HMSA is supposed to be for the benefit of the members, not the directors, said McKenna and Richard Miller, retired law professor and volunteer consultant to the health coalition.

Only members approve amendments but the proposed changes also would require approval by a majority of the board, the two noted. And at least 18,000 members would have to join to call a special meeting instead of the present 100, they said.

"They certainly know there's no way that would ever happen," McKenna said. "So in essence, the membership, which is supposed to be partly directing this organization, has been effectively shut out."

Fortin said, "We're the only health plan in Hawaii that has this type of membership arrangement, that has this type of membership meeting."

He said the intent is to strengthen the board to ensure that community interests are broadly represented. "But it is still a partnership between the board leadership and membership."

He said the association has a "really large responsibility" to ensure continuity and accountability for benefits and services. "It is a very viable structure.

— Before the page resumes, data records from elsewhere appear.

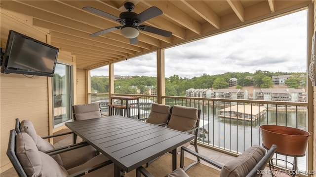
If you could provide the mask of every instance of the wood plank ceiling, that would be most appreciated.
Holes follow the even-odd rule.
[[[161,15],[148,25],[172,32],[170,37],[143,31],[130,44],[120,30],[97,37],[92,33],[120,24],[83,10],[91,6],[119,17],[126,11],[124,0],[2,0],[1,8],[33,18],[33,25],[49,29],[51,44],[70,52],[77,68],[91,69],[143,54],[255,23],[302,7],[309,0],[131,0],[139,14],[152,6]]]

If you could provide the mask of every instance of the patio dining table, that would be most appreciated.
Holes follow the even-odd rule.
[[[119,115],[67,122],[78,136],[112,160],[114,177],[129,172],[172,151],[172,169],[177,168],[177,148],[195,138],[192,134]]]

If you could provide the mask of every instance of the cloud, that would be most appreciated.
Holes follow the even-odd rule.
[[[184,78],[225,72],[306,72],[307,10],[165,50],[165,75]],[[156,52],[116,63],[114,73],[156,76]],[[107,66],[91,75],[108,75]]]

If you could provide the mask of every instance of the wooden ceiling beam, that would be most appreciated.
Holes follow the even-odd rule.
[[[270,7],[270,10],[271,11],[271,12],[274,12],[276,11],[275,2],[275,0],[268,0],[268,2],[269,2],[269,6]]]
[[[44,2],[45,1],[44,1]],[[47,11],[34,7],[32,6],[30,6],[30,5],[28,5],[27,3],[24,3],[24,1],[6,1],[5,3],[1,3],[1,5],[2,5],[1,7],[3,6],[4,8],[9,9],[9,10],[10,10],[22,13],[24,14],[34,17],[35,18],[42,19],[52,23],[58,24],[59,26],[68,27],[74,30],[79,30],[89,34],[103,30],[103,29],[89,25],[87,24],[86,23],[87,22],[85,23],[79,22],[79,21],[73,20],[73,19],[67,18],[62,16],[49,13]],[[88,12],[83,11],[82,11],[82,13],[88,13]],[[89,21],[91,21],[91,19],[90,19]],[[123,41],[126,40],[126,38],[122,36],[120,32],[110,32],[106,34],[108,37],[111,37],[114,40]],[[109,36],[110,35],[111,35],[111,36]],[[148,36],[145,37],[144,35],[140,35],[138,37],[139,41],[142,41],[143,42],[146,41],[145,43],[149,43],[156,47],[159,47],[160,42],[159,40],[157,39],[155,39],[156,40],[154,40],[152,37]]]
[[[184,0],[182,2],[217,29],[220,28],[220,17],[204,2]]]
[[[67,16],[66,16],[66,17],[70,16],[70,17],[72,17],[72,18],[75,19],[76,18],[76,19],[82,20],[83,19],[82,18],[80,19],[80,17],[82,16],[82,15],[80,15],[80,13],[79,13],[79,12],[81,12],[81,14],[82,13],[86,13],[86,15],[87,15],[86,16],[87,16],[87,17],[86,17],[84,20],[83,20],[83,21],[84,23],[88,23],[89,24],[90,24],[95,26],[96,27],[100,28],[100,30],[96,30],[95,32],[102,30],[102,29],[106,29],[112,28],[115,26],[121,26],[121,25],[118,23],[116,22],[112,19],[110,19],[109,18],[107,18],[106,17],[105,17],[100,15],[95,15],[95,14],[94,13],[87,12],[81,9],[82,7],[83,7],[83,6],[92,6],[93,7],[99,9],[100,8],[100,5],[102,5],[102,4],[100,4],[99,3],[98,3],[98,1],[83,1],[83,2],[81,2],[81,3],[78,3],[78,1],[74,1],[71,0],[60,1],[60,2],[62,2],[63,3],[67,4],[68,5],[70,5],[70,6],[71,5],[71,6],[74,8],[74,9],[75,9],[75,7],[76,7],[76,9],[78,11],[76,13],[78,14],[78,15],[77,15],[76,17],[74,17],[73,15],[72,16],[72,14],[73,14],[73,13],[71,13],[70,14],[68,13],[67,14]],[[100,10],[102,11],[104,11],[107,13],[111,14],[110,12],[108,12],[109,9],[110,9],[110,8],[107,8],[107,10],[103,10],[103,9],[102,10],[101,10],[101,9]],[[85,15],[84,15],[84,16],[85,16]],[[117,16],[117,17],[118,17],[118,16],[119,15]],[[91,19],[93,19],[93,20],[91,20]],[[107,21],[105,21],[104,20],[105,19],[107,20]],[[115,22],[115,23],[114,23],[113,22]],[[107,25],[106,26],[105,24],[106,24]],[[116,31],[114,31],[111,32],[116,33],[119,35],[121,35],[119,30],[117,30]],[[157,43],[157,42],[155,42],[154,40],[148,41],[148,40],[147,40],[147,39],[150,38],[150,37],[152,37],[152,38],[157,39],[158,40],[163,41],[164,42],[165,42],[168,43],[171,43],[171,39],[170,38],[164,37],[164,36],[160,37],[160,36],[158,36],[156,34],[154,34],[150,32],[142,31],[141,30],[140,30],[140,33],[141,34],[139,35],[138,37],[139,41],[144,42],[144,40],[145,40],[145,41],[151,41],[153,42],[151,44],[154,45],[156,46],[158,46],[158,47],[159,46],[158,44],[159,44],[158,42]],[[142,35],[142,34],[143,34],[143,35]]]
[[[52,41],[52,45],[54,45],[55,46],[58,46],[60,48],[67,48],[67,49],[69,49],[70,50],[81,50],[82,51],[86,51],[86,52],[92,52],[92,53],[95,53],[96,54],[99,54],[100,55],[103,55],[105,56],[109,56],[109,57],[114,57],[115,58],[117,59],[121,59],[123,58],[123,57],[121,56],[121,55],[116,55],[116,54],[111,54],[110,53],[108,53],[108,52],[101,52],[99,51],[97,51],[97,50],[93,50],[93,49],[87,49],[86,48],[83,48],[83,47],[78,47],[78,46],[73,46],[72,45],[70,45],[70,44],[64,44],[64,43],[61,43],[59,42],[56,42],[55,41]]]
[[[236,0],[227,0],[229,5],[231,6],[233,10],[234,10],[239,19],[240,20],[240,22],[244,22],[244,8],[242,6],[240,1]]]
[[[142,2],[157,6],[164,12],[163,15],[197,34],[201,33],[200,24],[168,1],[150,0]]]
[[[126,48],[123,48],[121,47],[116,47],[115,46],[105,44],[103,43],[99,42],[97,41],[93,41],[92,40],[89,40],[85,38],[82,38],[77,36],[74,36],[73,35],[69,35],[67,34],[59,32],[53,31],[51,32],[51,36],[55,37],[58,38],[65,39],[71,41],[77,42],[77,41],[84,44],[89,45],[93,46],[98,46],[105,48],[105,49],[109,49],[113,51],[119,52],[123,53],[124,54],[128,53],[129,54],[135,55],[136,54],[135,51],[127,49]]]
[[[145,44],[143,42],[139,42],[136,45],[131,45],[129,44],[129,41],[126,40],[126,38],[125,39],[125,41],[118,41],[114,40],[112,38],[107,38],[104,36],[98,36],[97,37],[91,37],[89,36],[89,33],[87,32],[61,26],[57,24],[38,19],[33,19],[33,25],[62,33],[71,34],[71,35],[79,37],[86,36],[85,38],[88,39],[94,40],[110,45],[112,44],[118,47],[126,48],[139,52],[142,52],[145,50],[148,50],[151,48],[151,46],[148,44]]]
[[[88,45],[87,44],[84,44],[81,42],[78,42],[77,41],[74,41],[69,40],[67,39],[61,38],[56,37],[55,36],[51,37],[52,41],[56,43],[59,43],[61,44],[65,44],[69,45],[72,45],[75,47],[80,47],[82,49],[86,49],[86,50],[93,50],[97,51],[100,51],[101,52],[104,52],[104,51],[107,50],[106,48],[103,48],[98,46],[93,46],[91,45]],[[116,51],[112,51],[111,53],[108,52],[108,54],[111,54],[116,55],[118,56],[126,56],[126,53],[120,52],[118,52]]]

But it can be manipulated by a well organized group of individuals."

Among the most disturbing proposals to the coalition and HMA is one to indemnify not only HMSA officers and directors -- but also employees and agents, former and current, against claims or lawsuits related to their services. HMSA also could advance defense costs with board approval.

"They're using your money, and my money, if we happen to be HMSA members, in order to do that," said McKenna.

Said Miller: "They're protecting employees so they don't have to worry about the deterrent effects of negligence."

The two also questioned the timing of the special meeting.

A notice appeared in the Star-Bulletin Oct. 22 when many of HMA's 1,600 members were on Kauai for an annual meeting. The American Medical Association's annual meeting started Sunday in Chicago.

Numerous bylaw changes proposed

Among major changes proposed to the Hawaii Medical Service Association's constitution and bylaws:

Bullet The Board of Directors would have primary responsibility, instead of the treasurer, to invest the association's reserves and could delegate its authority to investment committees or advisers.

Bullet Special membership meetings could be called only by 12 or more directors, or by 3 percent (18,000) of HMSA members, rather than five directors or at least 100 members at present.

Bullet Amendments to the constitution and bylaws would require approval not only by members but by a majority of the directors.

Bullet HMSA would be required to indemnify all present and former employees and agents, as well as directors and officers, "with respect to claims arising out of acts or omissions in connection with their performing services" if they aren't guilty of gross negligence or willful misconduct.

Bullet HMSA could establish branch offices outside the state and provide services to groups with members outside Hawaii.

Bullet Membership meetings would require 20 days' notice instead of 10. Notice would be in any association publication distributed free to members, such as "Island Scene," rather than in newspapers or by mail.